Часто и гулко стучало сердце, отзывалось в незаживших шрамах. «Спокойно, — говорил я себе, — спокойно». И только закрывал глаза, все начиналось сначала: «Жало вырвано, гад! Пришел твой час…»
Наташке я сказал, что, как только выйду из больницы, уеду в Мурманск, незамерзающий порт. Сказал, что все давно решено и обдумано, что так мы решили с приятелем Борькой. Наймемся на лесовоз помощниками кочегара, будем ходить на Шпицберген, потом на острова Новой земли…
— Люди знаешь как там нужны!
Пожалуй, я в первый раз столкнулся тогда с тонким понятием — женская интуиция. Я видел, что Наташка не поверила ни единому слову. Но игру приняла немедленно и охотно.
— Как здорово! — обрадовалась она. — Я ведь тоже уезжаю, Коля, раньше, чем ты выйдешь из больницы.
— Куда это ты уезжаешь? — оторопел я. — Враки все…
— Почему это враки? — оскорбилась Наташка. — Мы еще раньше вас решили с девчонками. Едем на Алдан, на прииски. Знаешь, где он? Ничего ты не знаешь, конечно. Это приток Лены, сибирской реки. Там северное сияние. Интересно, оно, оказывается, шуршит, когда очень сильные морозы. Завтра покупаем пимы. Мы заходили в «Алданзолото», на Гоголевском…
— Брось! Куда вас возьмут, девчонок?
— Взяли! Там знаешь как люди нужны? Были рады!
Девчонка морочила мне голову, трещала без передышки. А что, если в самом деле удерет? С нее станется… Я начинал верить и не хотел верить. Как же я буду без Наташки? Чудно!
— Кто ж тебя из дома отпустит?
— Из дома? Подумаешь! Отец, наоборот, очень доволен. Вот, — говорит, — жизненная школа — это да! Он у меня такой, папаша!
— И учиться бросишь?
— Почему? Там будем учиться, в вечерней школе. Интересно, понимаешь, на оленях будем ездить в школу, через тундру. Ох, только бы поскорее!

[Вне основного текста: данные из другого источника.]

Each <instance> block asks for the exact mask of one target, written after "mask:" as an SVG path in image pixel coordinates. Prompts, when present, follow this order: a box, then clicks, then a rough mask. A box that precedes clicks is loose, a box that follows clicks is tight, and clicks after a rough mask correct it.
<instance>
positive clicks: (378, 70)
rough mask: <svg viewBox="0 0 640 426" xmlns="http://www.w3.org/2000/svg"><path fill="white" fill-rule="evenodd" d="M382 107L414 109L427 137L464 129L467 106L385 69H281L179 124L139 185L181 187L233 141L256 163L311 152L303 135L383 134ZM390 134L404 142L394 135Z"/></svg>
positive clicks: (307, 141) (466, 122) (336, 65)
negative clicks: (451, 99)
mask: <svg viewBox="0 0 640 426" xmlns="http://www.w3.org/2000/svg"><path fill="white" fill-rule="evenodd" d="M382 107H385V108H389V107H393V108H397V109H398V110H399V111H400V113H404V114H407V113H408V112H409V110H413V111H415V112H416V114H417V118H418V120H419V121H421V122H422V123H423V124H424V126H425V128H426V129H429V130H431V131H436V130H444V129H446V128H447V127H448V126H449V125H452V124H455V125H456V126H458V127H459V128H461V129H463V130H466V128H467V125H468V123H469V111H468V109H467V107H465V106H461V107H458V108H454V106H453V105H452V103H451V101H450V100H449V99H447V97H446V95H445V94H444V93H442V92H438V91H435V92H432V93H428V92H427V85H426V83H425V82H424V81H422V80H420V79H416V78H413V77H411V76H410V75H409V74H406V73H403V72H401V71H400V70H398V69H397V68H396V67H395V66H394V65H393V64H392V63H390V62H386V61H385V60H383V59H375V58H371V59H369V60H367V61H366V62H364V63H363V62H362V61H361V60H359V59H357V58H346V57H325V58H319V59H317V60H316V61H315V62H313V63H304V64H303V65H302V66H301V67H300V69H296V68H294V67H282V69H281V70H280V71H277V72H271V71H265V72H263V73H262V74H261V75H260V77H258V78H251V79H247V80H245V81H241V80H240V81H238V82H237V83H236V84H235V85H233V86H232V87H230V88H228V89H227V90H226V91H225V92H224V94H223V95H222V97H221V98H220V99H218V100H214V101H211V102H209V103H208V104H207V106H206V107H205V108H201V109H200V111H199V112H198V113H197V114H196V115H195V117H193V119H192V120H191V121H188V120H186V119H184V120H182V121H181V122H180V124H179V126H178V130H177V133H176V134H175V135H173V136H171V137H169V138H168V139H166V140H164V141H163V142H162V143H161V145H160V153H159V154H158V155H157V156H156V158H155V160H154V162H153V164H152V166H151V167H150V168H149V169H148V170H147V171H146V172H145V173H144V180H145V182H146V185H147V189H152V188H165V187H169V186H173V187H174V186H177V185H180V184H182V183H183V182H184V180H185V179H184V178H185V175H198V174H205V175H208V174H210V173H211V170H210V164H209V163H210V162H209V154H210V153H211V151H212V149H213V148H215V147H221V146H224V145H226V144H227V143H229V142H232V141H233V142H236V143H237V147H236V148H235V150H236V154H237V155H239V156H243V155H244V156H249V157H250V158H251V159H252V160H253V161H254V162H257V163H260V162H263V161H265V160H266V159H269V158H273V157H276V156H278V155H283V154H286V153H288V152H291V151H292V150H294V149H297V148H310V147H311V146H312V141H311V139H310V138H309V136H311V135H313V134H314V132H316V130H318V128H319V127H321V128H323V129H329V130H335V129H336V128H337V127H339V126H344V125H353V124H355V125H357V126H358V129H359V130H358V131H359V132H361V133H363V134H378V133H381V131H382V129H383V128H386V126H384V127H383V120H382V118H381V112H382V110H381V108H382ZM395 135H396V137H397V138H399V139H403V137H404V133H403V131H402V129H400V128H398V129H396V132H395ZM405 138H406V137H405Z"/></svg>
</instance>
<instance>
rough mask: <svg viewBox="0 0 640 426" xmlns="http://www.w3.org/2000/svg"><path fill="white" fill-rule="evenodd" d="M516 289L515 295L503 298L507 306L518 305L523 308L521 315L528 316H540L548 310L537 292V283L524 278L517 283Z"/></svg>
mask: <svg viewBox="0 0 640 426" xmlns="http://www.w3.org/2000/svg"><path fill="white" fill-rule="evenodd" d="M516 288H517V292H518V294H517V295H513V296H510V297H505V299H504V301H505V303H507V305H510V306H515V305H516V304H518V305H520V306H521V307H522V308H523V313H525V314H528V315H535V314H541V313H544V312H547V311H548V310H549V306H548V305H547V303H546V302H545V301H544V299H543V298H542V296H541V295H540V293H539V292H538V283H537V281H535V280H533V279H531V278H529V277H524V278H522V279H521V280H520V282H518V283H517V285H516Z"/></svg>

Мы с ней тогда по-настоящему поссорились. Я чувствовал себя растерянным. Я ведь не знал, что думать, верил ей и не верил, все, что надумал, рушилось.
— Ну и уезжай поскорее, — сказал я. — Потом я уеду — и все.

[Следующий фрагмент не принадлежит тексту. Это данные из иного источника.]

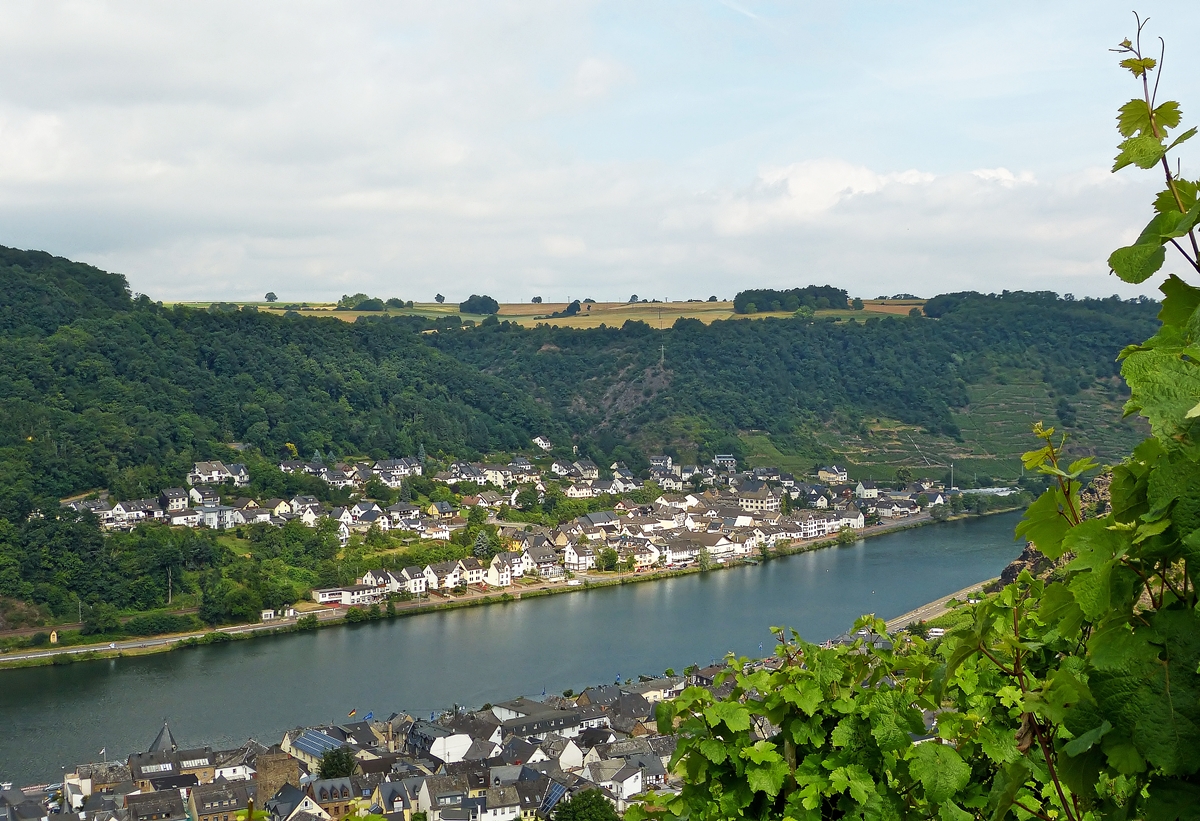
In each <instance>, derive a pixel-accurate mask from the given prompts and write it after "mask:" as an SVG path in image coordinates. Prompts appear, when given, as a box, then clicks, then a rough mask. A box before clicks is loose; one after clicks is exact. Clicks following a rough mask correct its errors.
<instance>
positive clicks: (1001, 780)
mask: <svg viewBox="0 0 1200 821" xmlns="http://www.w3.org/2000/svg"><path fill="white" fill-rule="evenodd" d="M1028 778H1030V765H1028V763H1027V762H1026V761H1025V759H1024V757H1022V759H1018V760H1016V761H1014V762H1013V763H1010V765H1008V766H1007V767H1004V768H1003V769H1001V771H1000V772H998V773H996V778H995V780H994V781H992V783H991V792H989V793H988V809H990V810H991V819H992V821H1001V819H1003V817H1004V816H1006V815H1008V810H1009V809H1012V808H1013V802H1014V801H1016V793H1018V792H1020V790H1021V787H1022V786H1024V785H1025V781H1026V780H1028Z"/></svg>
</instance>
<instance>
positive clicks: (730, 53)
mask: <svg viewBox="0 0 1200 821" xmlns="http://www.w3.org/2000/svg"><path fill="white" fill-rule="evenodd" d="M1141 11H1142V14H1144V16H1146V14H1148V16H1150V18H1151V20H1150V24H1148V26H1147V30H1146V31H1147V35H1146V42H1147V43H1148V44H1150V46H1151V47H1152V48H1153V49H1154V50H1157V42H1156V41H1154V38H1156V37H1157V36H1158V35H1163V36H1164V37H1166V40H1168V52H1166V60H1165V66H1164V67H1165V70H1166V72H1165V74H1164V77H1163V80H1162V89H1160V92H1159V95H1160V98H1175V100H1180V101H1181V103H1182V104H1183V114H1184V125H1190V124H1196V122H1200V118H1198V116H1195V114H1196V113H1198V112H1200V108H1198V107H1200V52H1198V50H1196V49H1194V48H1190V47H1189V44H1188V42H1187V40H1186V36H1189V35H1188V32H1194V31H1195V30H1196V29H1198V24H1200V4H1194V2H1160V4H1157V5H1156V6H1151V7H1146V8H1142V10H1141ZM1134 29H1135V24H1134V18H1133V14H1132V13H1130V12H1129V7H1128V5H1127V4H1116V2H1103V1H1094V0H1093V1H1088V2H1056V4H1046V2H1038V4H1033V2H1021V1H1014V2H1004V4H952V2H940V4H935V2H905V1H898V2H858V4H828V2H804V1H796V2H756V1H754V0H724V1H722V0H690V1H688V2H671V1H667V0H661V1H659V0H650V1H648V0H641V1H638V2H587V1H575V0H492V1H490V2H469V4H468V2H457V1H455V0H434V1H431V2H395V1H392V2H371V1H370V0H362V1H358V2H354V4H344V2H307V1H304V0H288V1H287V2H270V1H257V2H252V4H247V2H242V1H236V2H233V1H224V0H206V1H205V2H174V1H169V0H164V1H163V2H154V4H146V2H104V1H98V0H96V1H88V2H78V1H70V2H59V1H54V0H8V1H6V2H4V4H0V245H7V246H13V247H22V248H41V250H44V251H49V252H52V253H55V254H60V256H64V257H68V258H72V259H79V260H84V262H88V263H91V264H95V265H98V266H100V268H103V269H106V270H112V271H119V272H121V274H125V275H126V276H127V277H128V280H130V284H131V287H132V289H133V290H136V292H138V293H145V294H149V295H150V296H151V298H154V299H160V300H168V301H170V300H204V301H208V300H250V299H262V296H263V294H264V293H265V292H268V290H271V292H275V293H276V294H278V296H280V299H281V300H284V301H292V300H295V301H299V300H326V299H337V298H338V296H341V295H342V294H347V293H352V294H353V293H359V292H362V293H367V294H371V295H377V296H383V298H389V296H400V298H402V299H412V300H416V301H428V300H431V299H432V298H433V295H434V294H436V293H442V294H445V296H446V298H448V301H460V300H462V299H466V298H467V296H468V295H469V294H472V293H486V294H490V295H492V296H494V298H497V299H499V300H500V301H527V300H529V299H530V298H533V296H535V295H540V296H542V298H544V299H545V300H546V301H560V300H565V299H568V298H570V299H578V298H590V299H596V300H601V301H606V300H623V299H628V298H629V296H630V295H631V294H635V293H636V294H638V295H640V296H643V298H654V299H688V298H707V296H709V295H716V296H719V298H722V299H731V298H732V296H733V294H734V293H736V292H737V290H742V289H745V288H762V287H776V288H785V287H787V288H790V287H798V286H804V284H826V283H828V284H835V286H839V287H842V288H846V289H847V290H848V292H850V293H851V294H852V295H859V296H865V298H871V296H877V295H882V294H896V293H912V294H917V295H922V296H931V295H934V294H937V293H947V292H954V290H966V289H974V290H983V292H998V290H1002V289H1051V290H1057V292H1060V293H1074V294H1076V295H1100V296H1105V295H1109V294H1114V293H1117V294H1121V295H1122V296H1132V295H1136V294H1139V293H1153V288H1154V287H1156V286H1157V283H1158V281H1160V277H1158V278H1157V280H1152V281H1148V282H1146V283H1144V284H1141V286H1126V284H1123V283H1121V282H1118V281H1117V280H1116V277H1114V276H1112V275H1110V274H1109V272H1108V266H1106V264H1105V259H1106V258H1108V254H1109V253H1110V252H1111V251H1112V250H1114V248H1115V247H1117V246H1120V245H1123V244H1128V242H1132V241H1133V239H1134V238H1135V236H1136V235H1138V233H1139V232H1140V228H1141V227H1142V226H1144V224H1145V222H1146V221H1147V220H1148V217H1150V200H1151V198H1152V196H1153V193H1154V191H1156V190H1157V187H1159V185H1160V178H1159V176H1156V175H1154V174H1152V173H1150V172H1141V170H1138V169H1126V170H1122V172H1120V173H1117V174H1111V173H1110V172H1109V168H1110V167H1111V161H1112V156H1114V155H1115V152H1116V151H1115V145H1116V143H1117V138H1118V136H1117V132H1116V130H1115V127H1114V118H1115V113H1116V108H1117V107H1118V106H1120V104H1122V103H1123V102H1124V101H1127V100H1128V98H1130V97H1133V96H1134V95H1136V94H1138V92H1139V88H1138V86H1136V85H1135V83H1134V80H1133V79H1132V78H1130V77H1129V76H1128V74H1126V73H1123V72H1122V71H1121V70H1120V68H1118V67H1117V66H1116V62H1117V59H1118V58H1117V56H1116V55H1114V54H1110V53H1109V52H1108V48H1110V47H1111V46H1115V44H1116V43H1117V42H1120V41H1121V40H1122V38H1123V37H1126V36H1132V35H1133V34H1134ZM1193 145H1200V139H1198V140H1195V143H1194V144H1189V145H1188V146H1186V149H1190V151H1189V150H1184V151H1182V154H1181V158H1182V163H1183V164H1182V172H1183V174H1184V175H1190V176H1194V175H1195V174H1196V173H1200V172H1198V169H1196V166H1198V160H1200V149H1195V148H1193ZM1169 268H1170V265H1169ZM1176 268H1178V266H1176Z"/></svg>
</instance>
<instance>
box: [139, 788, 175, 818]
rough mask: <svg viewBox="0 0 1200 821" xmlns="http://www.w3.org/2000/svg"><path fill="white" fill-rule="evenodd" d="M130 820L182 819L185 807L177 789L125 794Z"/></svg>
mask: <svg viewBox="0 0 1200 821" xmlns="http://www.w3.org/2000/svg"><path fill="white" fill-rule="evenodd" d="M125 809H127V810H128V820H130V821H184V819H186V817H187V808H186V807H184V798H182V796H181V795H180V791H179V790H161V791H157V792H142V793H136V795H127V796H125Z"/></svg>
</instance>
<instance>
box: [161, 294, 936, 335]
mask: <svg viewBox="0 0 1200 821" xmlns="http://www.w3.org/2000/svg"><path fill="white" fill-rule="evenodd" d="M295 304H296V302H287V304H282V305H281V304H280V302H275V304H268V302H239V305H253V306H254V307H257V308H258V310H259V311H266V312H270V313H283V312H284V311H286V310H288V308H287V307H286V306H288V305H295ZM179 305H190V306H192V307H208V302H179ZM922 305H924V300H875V299H871V300H863V310H862V311H851V310H838V311H817V316H820V317H834V318H838V319H852V318H853V319H865V318H868V317H872V316H876V317H878V316H889V314H890V316H907V314H908V312H910V311H911V310H912V308H913V307H920V306H922ZM305 306H306V307H304V308H300V311H299V312H300V314H301V316H306V317H336V318H337V319H342V320H346V322H354V320H355V319H358V318H359V317H362V316H366V317H378V316H385V314H384V313H380V312H378V311H338V310H337V306H336V305H334V304H332V302H305ZM566 306H568V302H541V304H540V305H534V304H532V302H505V304H503V305H500V311H499V313H498V314H497V316H499V318H500V319H506V320H509V322H515V323H518V324H521V325H526V326H533V325H536V324H540V323H545V324H548V325H564V326H569V328H599V326H600V325H607V326H610V328H619V326H620V325H623V324H624V323H625V322H626V320H629V319H635V320H641V322H644V323H646V324H648V325H650V326H652V328H660V326H661V328H670V326H671V325H672V324H674V320H676V319H680V318H689V319H700V320H701V322H703V323H704V324H706V325H707V324H708V323H710V322H713V320H715V319H734V318H737V319H764V318H767V317H776V318H786V317H790V316H791V314H790V313H787V312H784V311H776V312H764V313H755V314H737V313H733V302H727V301H725V302H701V301H694V302H686V301H674V302H586V304H584V305H583V306H582V310H581V311H580V313H578V314H577V316H574V317H557V318H550V314H551V313H557V312H562V311H564V310H565V308H566ZM386 316H419V317H426V318H428V319H437V318H438V317H450V316H457V317H461V318H462V319H473V320H474V322H476V323H478V322H481V320H482V319H484V317H482V316H478V314H470V313H460V312H458V306H457V304H450V302H446V304H444V305H439V304H437V302H414V304H413V307H410V308H390V310H389V311H388V312H386Z"/></svg>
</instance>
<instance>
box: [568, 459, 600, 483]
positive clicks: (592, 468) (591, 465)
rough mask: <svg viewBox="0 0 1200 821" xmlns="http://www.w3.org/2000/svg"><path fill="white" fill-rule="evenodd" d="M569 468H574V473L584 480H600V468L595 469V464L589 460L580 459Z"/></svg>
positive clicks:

— Да, — сказала она, — все!
— И знаешь, не приходи больше в больницу.
— Ладно. Я и не успею, Коля, ты уж извини…
Ветер прошелся по больничному садику, подгреб с мокрой дорожки побуревшие листья. «Больные, ужинать!» — позвала нянька, открыв окно.

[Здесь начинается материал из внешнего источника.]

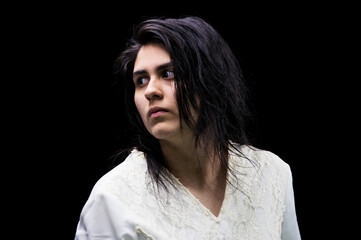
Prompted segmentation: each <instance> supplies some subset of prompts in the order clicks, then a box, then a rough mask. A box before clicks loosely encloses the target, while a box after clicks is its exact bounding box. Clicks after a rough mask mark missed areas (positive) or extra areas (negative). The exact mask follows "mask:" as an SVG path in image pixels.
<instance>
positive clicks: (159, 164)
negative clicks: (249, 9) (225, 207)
mask: <svg viewBox="0 0 361 240" xmlns="http://www.w3.org/2000/svg"><path fill="white" fill-rule="evenodd" d="M133 30H134V31H133V35H132V37H131V38H130V39H129V41H128V42H127V44H126V47H125V50H124V51H123V52H122V53H121V54H120V55H119V57H118V58H117V59H116V61H115V63H114V68H115V73H116V76H117V77H118V78H119V81H121V84H122V85H121V86H122V88H123V90H124V92H123V94H124V97H125V104H126V111H127V113H128V116H129V121H130V123H131V124H132V127H133V128H134V133H135V137H136V138H135V141H134V144H133V147H134V148H137V149H138V150H140V151H142V152H144V153H145V157H146V159H147V165H148V172H149V173H150V175H151V176H152V178H153V179H154V180H155V182H156V183H157V185H159V184H160V185H162V186H164V187H165V188H167V184H165V182H166V181H168V182H171V181H170V178H169V173H168V171H167V165H166V162H165V160H164V158H163V155H162V150H161V148H160V144H159V141H158V140H157V139H156V138H154V137H153V136H152V135H151V134H150V133H149V132H148V131H147V129H146V128H145V126H144V124H143V122H142V119H141V117H140V115H139V113H138V111H137V108H136V106H135V103H134V84H133V81H132V74H133V68H134V62H135V59H136V57H137V54H138V51H139V50H140V48H141V47H142V46H144V45H146V44H149V43H158V44H162V45H163V46H164V47H165V49H166V50H167V51H168V53H169V55H170V58H171V60H172V64H173V70H174V74H175V85H176V100H177V104H178V109H179V113H180V122H181V123H182V122H183V121H184V123H185V124H187V125H188V126H190V128H191V129H193V131H194V134H195V136H196V144H197V147H200V146H208V147H209V146H211V149H205V150H207V152H208V153H212V154H215V156H216V157H218V159H219V160H220V162H221V170H222V171H223V173H225V174H227V173H229V170H230V169H229V164H228V158H229V151H230V150H231V151H234V152H236V153H237V154H241V152H240V151H238V152H237V149H238V148H237V147H236V145H248V144H250V143H249V138H248V136H247V133H246V124H247V120H248V119H250V117H251V114H250V111H249V107H248V106H247V96H248V93H247V92H248V90H247V86H246V84H245V80H244V77H243V74H242V70H241V68H240V65H239V63H238V61H237V58H236V57H235V55H234V54H233V52H232V50H231V48H230V47H229V45H228V44H227V43H226V41H225V40H224V39H223V37H222V36H221V35H220V34H219V33H218V32H217V31H216V30H215V29H214V28H213V27H212V26H211V25H210V24H209V23H207V22H206V21H204V20H203V19H201V18H199V17H194V16H185V17H180V18H165V17H163V18H162V17H161V18H159V17H157V18H150V19H147V20H144V21H143V22H141V23H139V24H138V25H137V26H135V27H134V29H133ZM192 108H193V109H194V110H195V111H196V112H197V113H198V115H199V116H198V119H197V121H194V120H193V118H192V117H191V114H190V111H191V109H192Z"/></svg>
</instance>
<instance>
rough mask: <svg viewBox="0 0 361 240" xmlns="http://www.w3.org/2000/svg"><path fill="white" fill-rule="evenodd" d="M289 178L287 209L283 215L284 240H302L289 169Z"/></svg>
mask: <svg viewBox="0 0 361 240" xmlns="http://www.w3.org/2000/svg"><path fill="white" fill-rule="evenodd" d="M288 171H289V177H288V181H287V190H286V203H285V204H286V209H285V211H284V214H283V223H282V240H300V239H301V235H300V231H299V228H298V222H297V216H296V208H295V199H294V192H293V183H292V173H291V170H290V168H288Z"/></svg>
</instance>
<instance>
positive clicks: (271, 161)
mask: <svg viewBox="0 0 361 240" xmlns="http://www.w3.org/2000/svg"><path fill="white" fill-rule="evenodd" d="M237 148H238V150H239V152H241V153H242V158H241V160H240V161H241V163H242V164H244V165H252V166H255V167H256V168H260V169H265V168H267V169H269V170H273V171H276V172H283V173H285V174H286V175H288V174H289V173H290V166H289V164H288V163H287V162H286V161H285V160H283V159H282V158H281V157H280V156H279V155H277V154H276V153H274V152H272V151H269V150H265V149H261V148H258V147H255V146H252V145H242V146H237Z"/></svg>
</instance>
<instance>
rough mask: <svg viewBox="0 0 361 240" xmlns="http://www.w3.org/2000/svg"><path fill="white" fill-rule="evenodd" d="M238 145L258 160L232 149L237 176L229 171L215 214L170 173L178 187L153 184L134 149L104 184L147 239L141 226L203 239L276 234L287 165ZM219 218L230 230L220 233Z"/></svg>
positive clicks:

Мне стало очень не по себе, когда я представил, что Наташка не придет больше. Но надо было держаться.
— Будь здорова, Наталья, — сказал. — Ты, в общем, хороший человек.
— Да, — ответила она, не давая мне ни минуты передышки. — Будь здоров. Ты тоже хороший человек.
Я не пошел смотреть, как она бежит по улице. И ужинать не пошел, не было аппетита. Я сел смотреть, как больные забивают козла в домино.
Недели две подряд я ездил в Сокольники, находил то место, где меня избили, и ждал, когда придет враг.
Все изменилось вокруг. Осины стояли голые, и под ногами похрустывал тонкий ледок первых заморозков.
Иногда я встречал человека с этюдником. Старик тоже бродил здесь, потом усаживался рисовать на складной стул, все больше на опушке березовой рощи.
Мы не обращали друг на друга внимания, мало ли кто бывает в лесу в погожий день. А мне он тем более был почему-то неприятен. Верно, оттого, что напоминал тот несчастный день, а может, потому, что напоминал Наташку и то, как мы с ней из-за него поругались.
Невеселая то была пора. Частенько у нас бывает, что неприятности валятся скопом, будто только и ждали, когда упадет первая. Надо быть философом в это время, помнить, что радости и печали идут, сменяясь, своим чередом. Но откуда мне было это знать? Осень — дурной советчик, когда вам от роду шестнадцать.
Вздернув воротник кожанки, я часами хохлился, прислонившись к какому-нибудь шершавому стволу сонного дерева. Он должен был прийти, должен… Пусть пройдет осень, зима. Я не мог и подумать о том, чтобы бросить этот пост, на который сам себя поставил. Долгими бездельными часами, когда лишь где-то недалеко то хрипловато, то пронзительно покрикивали паровозы, я обдумывал свое житье и не находил просвета. Да, что-то кончилось со всей этой историей, что-то кончилось. В первый раз вошло в мою жизнь большое зло, и я не мог ни понять, ни принять его. То, что было раньше, куда-то отодвинулось, шло стороной, без меня. Я знал, что все существует по-прежнему, что ровно ничего не изменилось ни в школе, ни дома. Конечно, я догадывался, что и Наташка никуда не уехала, и если я пойду сейчас, подожду у подъезда ее дома, она встретится, в коричневом своем беретике, с озябшими щеками и русой челкой, падающей на глаза. Она обрадуется мне, по скажет безразлично: «Это ты? Забавно…»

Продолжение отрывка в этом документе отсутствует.